Seleção Oficial Curt’Arruda 2016


14, 15 e 16 de outubro – 18h30 e 21h30

CAMPO DE VÍBORAS – Cristèle Alves Meira, Portugal, 2016, fic. 20’ 14 de outubro, sex., 21h30

Em Campo de Víboras, uma pequena aldeia de Trás-os-Montes, dá-se uma tragédia. Uma idosa é encontrada morta no seu jardim rodeada de cobras, enquanto a sua filha Lurdes, uma mulher de 40 anos, desaparece sem dizer nada a ninguém. Espalham-se os rumores sobre o misterioso destino desta casa.

O ASSALTO – João Tempera, Portugal, 2015, fic. 15’ 14 de outubro, sex., 21h30

Um intruso entra numa casa à procura de algo que possa levar e no fim acaba por sair sem que se saiba se deixou ou levou algum bem, se invadiu ou se foi ele próprio tomado de assalto pelo Destino ou pelas coincidências da Vida. Um filme moral, mas sem finais felizes nem redenção.

ATOPIA – Luís Azevedo e Alexandre Marinho Portugal, 2015, doc. 11’ 14 de outubro, sex., 21h30

Depois de onze anos passados na cidade, José António Baptista regressou à sua terra com o intuito de se dedicar à literatura.

ASCENSÃO – Pedro Peralta, Portugal, 2016, fic. 18’ 14 de outubro, sex., 21h30

Ao nascer do sol, um grupo de camponeses tenta resgatar de um poço o corpo de um homem.

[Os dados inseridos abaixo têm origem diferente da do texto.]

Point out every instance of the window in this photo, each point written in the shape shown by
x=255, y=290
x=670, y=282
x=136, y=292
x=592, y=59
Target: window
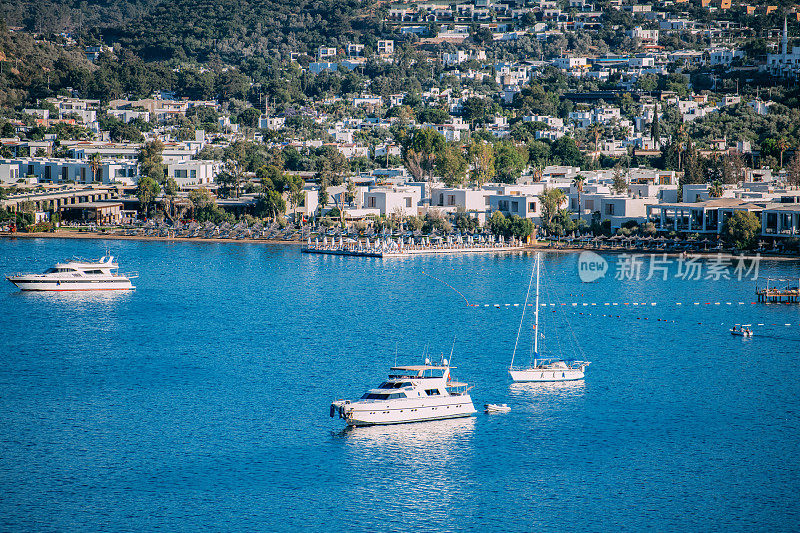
x=376, y=396
x=373, y=396
x=394, y=385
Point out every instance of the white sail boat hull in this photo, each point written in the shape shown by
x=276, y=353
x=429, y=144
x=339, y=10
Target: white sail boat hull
x=546, y=374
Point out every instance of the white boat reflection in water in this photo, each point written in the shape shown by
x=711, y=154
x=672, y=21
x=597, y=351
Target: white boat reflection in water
x=549, y=390
x=434, y=435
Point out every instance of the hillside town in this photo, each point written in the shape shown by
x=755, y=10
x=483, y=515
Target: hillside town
x=669, y=118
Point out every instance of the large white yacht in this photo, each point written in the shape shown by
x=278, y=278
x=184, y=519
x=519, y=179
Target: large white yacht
x=77, y=275
x=411, y=394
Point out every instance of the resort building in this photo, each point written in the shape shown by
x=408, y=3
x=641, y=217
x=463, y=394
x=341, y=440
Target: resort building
x=394, y=201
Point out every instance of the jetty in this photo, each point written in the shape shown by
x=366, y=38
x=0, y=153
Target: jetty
x=775, y=295
x=405, y=247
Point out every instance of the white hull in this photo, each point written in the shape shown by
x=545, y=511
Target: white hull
x=69, y=285
x=546, y=374
x=407, y=411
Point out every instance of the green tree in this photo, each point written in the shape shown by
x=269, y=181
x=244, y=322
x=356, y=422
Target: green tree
x=619, y=185
x=147, y=189
x=509, y=161
x=170, y=189
x=742, y=229
x=481, y=155
x=550, y=201
x=420, y=150
x=655, y=128
x=151, y=164
x=793, y=170
x=497, y=223
x=566, y=152
x=333, y=166
x=578, y=181
x=451, y=165
x=322, y=195
x=95, y=161
x=249, y=117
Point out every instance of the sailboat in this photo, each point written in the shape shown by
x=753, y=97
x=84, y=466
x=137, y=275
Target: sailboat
x=541, y=370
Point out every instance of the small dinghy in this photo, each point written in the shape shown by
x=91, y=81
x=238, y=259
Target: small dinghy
x=742, y=331
x=496, y=408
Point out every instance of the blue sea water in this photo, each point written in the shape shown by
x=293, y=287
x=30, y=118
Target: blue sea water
x=200, y=400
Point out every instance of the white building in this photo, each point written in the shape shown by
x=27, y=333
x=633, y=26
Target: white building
x=45, y=170
x=194, y=172
x=394, y=200
x=127, y=115
x=385, y=47
x=271, y=123
x=85, y=111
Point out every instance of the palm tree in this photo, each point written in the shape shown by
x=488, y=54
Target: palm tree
x=94, y=163
x=655, y=128
x=679, y=144
x=783, y=145
x=716, y=189
x=596, y=131
x=578, y=182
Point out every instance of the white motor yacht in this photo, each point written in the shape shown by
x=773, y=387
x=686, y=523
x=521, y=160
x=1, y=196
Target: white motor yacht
x=77, y=275
x=411, y=394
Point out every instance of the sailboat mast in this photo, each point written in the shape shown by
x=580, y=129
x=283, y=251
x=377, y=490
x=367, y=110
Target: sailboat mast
x=536, y=313
x=524, y=307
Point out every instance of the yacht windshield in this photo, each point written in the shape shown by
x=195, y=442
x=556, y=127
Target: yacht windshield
x=394, y=385
x=377, y=396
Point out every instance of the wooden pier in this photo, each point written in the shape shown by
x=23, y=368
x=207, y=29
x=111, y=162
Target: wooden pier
x=358, y=250
x=775, y=295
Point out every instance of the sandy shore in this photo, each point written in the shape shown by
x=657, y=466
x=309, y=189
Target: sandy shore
x=67, y=234
x=93, y=235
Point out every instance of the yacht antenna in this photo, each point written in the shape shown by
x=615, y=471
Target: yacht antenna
x=522, y=319
x=536, y=314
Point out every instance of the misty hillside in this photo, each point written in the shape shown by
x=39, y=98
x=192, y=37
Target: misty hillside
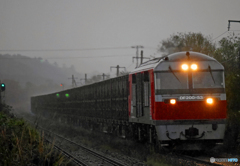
x=24, y=69
x=25, y=77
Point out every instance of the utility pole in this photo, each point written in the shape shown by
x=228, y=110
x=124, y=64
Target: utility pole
x=103, y=75
x=74, y=84
x=141, y=57
x=137, y=47
x=84, y=79
x=229, y=21
x=117, y=69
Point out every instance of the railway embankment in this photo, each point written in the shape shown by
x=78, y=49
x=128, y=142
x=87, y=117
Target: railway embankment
x=21, y=144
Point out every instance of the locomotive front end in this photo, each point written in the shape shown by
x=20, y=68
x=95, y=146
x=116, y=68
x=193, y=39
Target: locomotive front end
x=190, y=99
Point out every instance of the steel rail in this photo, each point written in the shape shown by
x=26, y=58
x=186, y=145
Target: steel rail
x=198, y=160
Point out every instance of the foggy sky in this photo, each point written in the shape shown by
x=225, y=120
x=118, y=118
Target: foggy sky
x=57, y=29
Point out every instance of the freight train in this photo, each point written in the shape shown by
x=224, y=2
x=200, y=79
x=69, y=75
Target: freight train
x=175, y=99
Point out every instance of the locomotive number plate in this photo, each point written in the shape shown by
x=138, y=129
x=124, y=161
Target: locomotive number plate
x=190, y=97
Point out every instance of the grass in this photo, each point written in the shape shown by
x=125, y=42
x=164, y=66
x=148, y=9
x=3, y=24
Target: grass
x=21, y=144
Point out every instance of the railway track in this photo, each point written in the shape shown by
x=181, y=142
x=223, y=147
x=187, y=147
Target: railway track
x=174, y=159
x=205, y=161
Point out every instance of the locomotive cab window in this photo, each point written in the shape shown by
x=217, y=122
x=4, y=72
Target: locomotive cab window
x=170, y=80
x=213, y=79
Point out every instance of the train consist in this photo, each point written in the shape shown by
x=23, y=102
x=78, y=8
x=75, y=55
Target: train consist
x=179, y=98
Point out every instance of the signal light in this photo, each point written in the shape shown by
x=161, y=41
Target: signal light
x=172, y=101
x=184, y=66
x=209, y=100
x=3, y=87
x=194, y=66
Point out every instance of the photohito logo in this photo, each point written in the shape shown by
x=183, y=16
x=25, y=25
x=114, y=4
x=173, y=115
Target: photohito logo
x=212, y=160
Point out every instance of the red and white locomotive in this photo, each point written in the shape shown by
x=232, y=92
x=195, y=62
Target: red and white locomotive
x=182, y=95
x=172, y=99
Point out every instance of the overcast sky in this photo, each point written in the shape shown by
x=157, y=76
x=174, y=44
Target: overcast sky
x=61, y=30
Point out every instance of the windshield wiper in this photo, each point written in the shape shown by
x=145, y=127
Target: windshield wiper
x=210, y=70
x=173, y=73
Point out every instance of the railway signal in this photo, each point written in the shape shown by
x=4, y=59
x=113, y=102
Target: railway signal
x=3, y=87
x=117, y=69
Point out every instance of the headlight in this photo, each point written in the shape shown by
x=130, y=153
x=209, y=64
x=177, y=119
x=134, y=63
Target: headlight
x=194, y=66
x=209, y=100
x=172, y=101
x=184, y=66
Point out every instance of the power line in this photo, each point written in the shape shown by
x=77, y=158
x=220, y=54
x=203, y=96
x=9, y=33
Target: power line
x=219, y=35
x=223, y=34
x=81, y=49
x=109, y=56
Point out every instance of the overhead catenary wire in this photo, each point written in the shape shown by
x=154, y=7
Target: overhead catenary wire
x=103, y=56
x=223, y=34
x=67, y=50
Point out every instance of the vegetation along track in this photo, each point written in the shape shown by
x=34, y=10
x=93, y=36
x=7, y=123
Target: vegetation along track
x=93, y=157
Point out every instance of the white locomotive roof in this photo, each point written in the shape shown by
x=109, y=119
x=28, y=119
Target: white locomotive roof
x=179, y=56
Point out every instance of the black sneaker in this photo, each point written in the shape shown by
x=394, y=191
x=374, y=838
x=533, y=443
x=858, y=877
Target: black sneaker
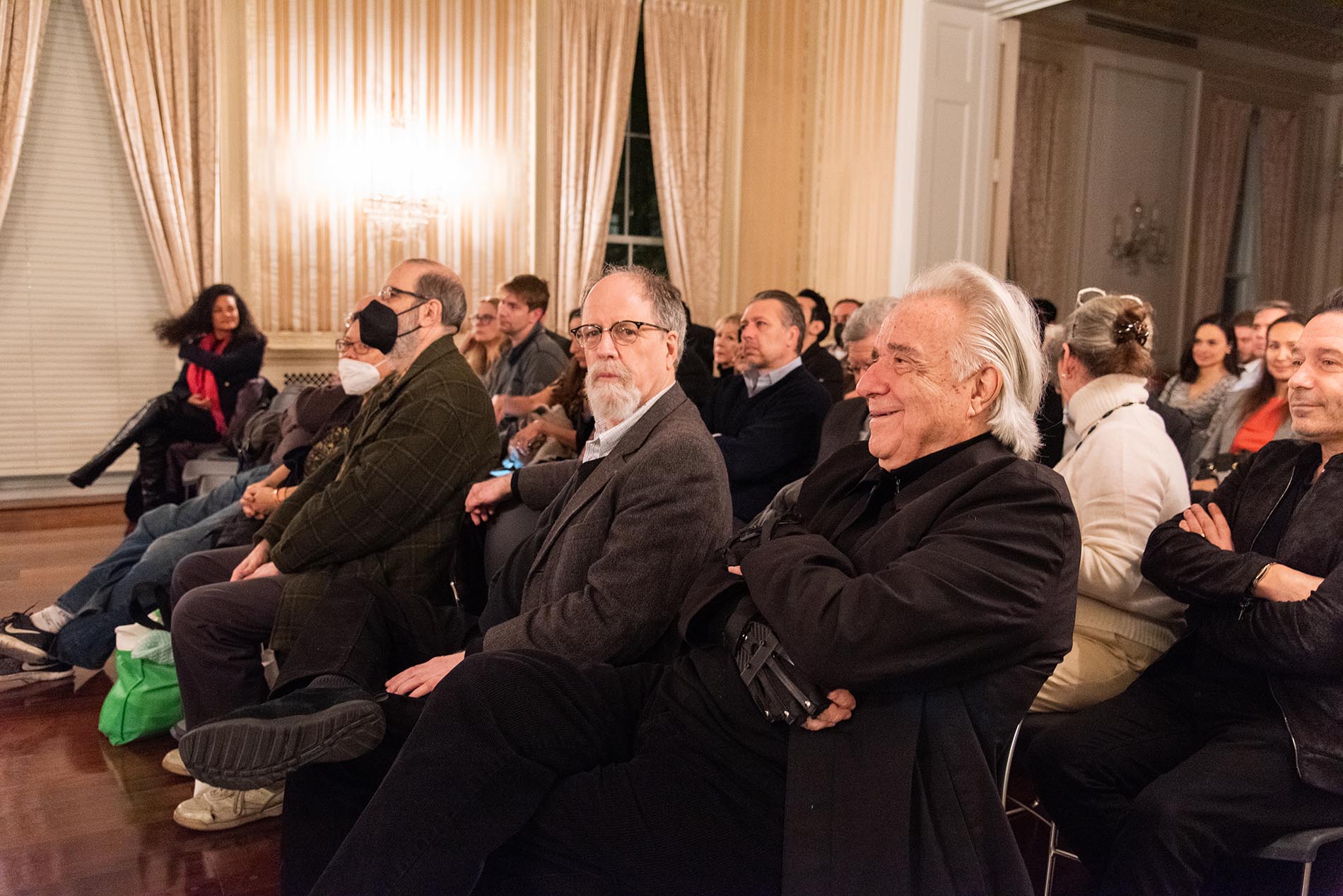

As mulheres velam o momento em silêncio. Os homens resistem em toda a sua força. No centro: uma mãe espera pelo corpo do seu filho. A espera termina. Das profundezas da terra os homens puxam o corpo do jovem. Como pode a vida terminar quando tudo na natureza renasce infinitamente? À distância o sol espalha-se no horizonte. Nasce um novo dia.

O QUE RESTA – Jola Wieczorek, Portugal/Áustria, 2015, doc. 39’ 15 de outubro, sáb., 21h30

Após um século, um agregado familiar de Lisboa desmembra-se e torna-se no eixo de uma investigação biográfica e contemporânea. O que resta é a memória. Um ensaio sobre o tempo.

FLORESCER – Otilia Babara, Portugal, 2014, doc. 11’ 15 de outubro, sáb., 21h30

Victoria é filha única numa família de imigrantes moldavos, em Portugal. Encorajada pela mãe, canta Fado. Apenas partilha os seus verdadeiros sonhos quando está a sós com as suas bonecas.

BALADA DE UM BATRÁQUIO – Leonor Teles, Portugal, 2016, doc. 11’ 15 de outubro, sáb., 21h30

“Simultaneamente estranhos e familiares, distantes e próximos, inquietantes e sedutores, marginais e cosmopolitas, os ciganos apresentam-se envoltos numa aura de ambiguidade. Não se pode dizer que sejam invisíveis, pois dificilmente passam despercebidos.” (Daniel Seabra Lopes) Tal como os ciganos, os sapos de loiça não passam despercebidos a um olhar mais atento. Balada de um Batráquio surge assim num contexto ambíguo. Um filme que intervém no espaço real do quotidiano português como forma de fabular sobre um comportamento xenófobo.

DONA FÚNFIA – 1a Etapa da Volta a Portugal em Bicileta – Margarida Madeira, Portugal, 2015, ani. 6’ 16 de outubro, dom., 18h30

Dona Fúnfia usou saia desde que se lembra e um dia resolve experimentar um par de calças. Motivada pela nova liberdade de movimentos, decide resgatar a bicicleta da arrecadação e fazer a sua volta a Portugal. Como tem tempo, viaja ao ritmo que as pernas lhe permitem, conhecendo outros lugares e associando os nomes escritos nos mapas a sítios reais, sempre ao som da música tradicional portuguesa que lhe marca o ritmo da pedalada e lhe alegra as etapas mais silenciosas do caminho.

BERLENGA GRANDE – Vitor Carvalho, Portugal, 2014, doc. 28’ 16 de outubro, dom., 18h30

Uma ilha ao largo da costa portuguesa: ponto turístico no Verão, reserva natural o resto do ano. Só os faroleiros lá vivem, no inverno, acompanhados por milhares de aves marinhas.

RAIMUNDO – Paulo Abreu, Portugal, 2015, doc. 28’ 16 de outubro, dom., 18h30

Uma pequena equipa de estudantes de cinema vai aos Açores, durante uma semana, acompanhar o trabalho de Raimundo Bicudo, um polémico realiza- dor de São Miguel.